For example.  Imagine the server at 10.1.1.1 and the balancer is source-nating packets to 10.1.1.200.  The load balancer sees a connection from 2620:0:5100::13 the server sees a connection from 10.1.1.200.  Now the balancer gets a packet too big and inside that icmp message it says a packet from (ipv6 VIP ip) to 2620:0:5100::13 is too big.  It can't just forward that to the real server even if it changes the header addresses on the packet to v4 because the real sever isn't going to understand what a 2620:0:5100::13 is.  That doesn't look like an IP address to the server, the server says "I don't have any connections to 2620:0:5100::13" and ignores the packet".  That is, if it is even getting to the real server.

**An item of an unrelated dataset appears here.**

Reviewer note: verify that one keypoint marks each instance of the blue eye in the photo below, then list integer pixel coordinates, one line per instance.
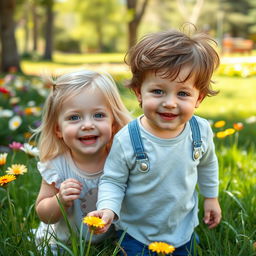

So not only do the packet headers need to be translated, so does the information carried by the packet and most devices don't mess with that which is why (well, another reason) relying on SNMP for PMTUD doesn't work.  It doesn't even work in v4 when the ICMP is generated from behind a NAT someplace in the path.  That is why the more modern PMTUD should be used.  PMTUD compliant with RFC 4821 such as turning on Linux MTU probing ... set /proc/sys/net/ipv4/tcp_mtu_probing=2 (is an ipv4 sysctl but is effective for both v4 and v6) might fix the problem.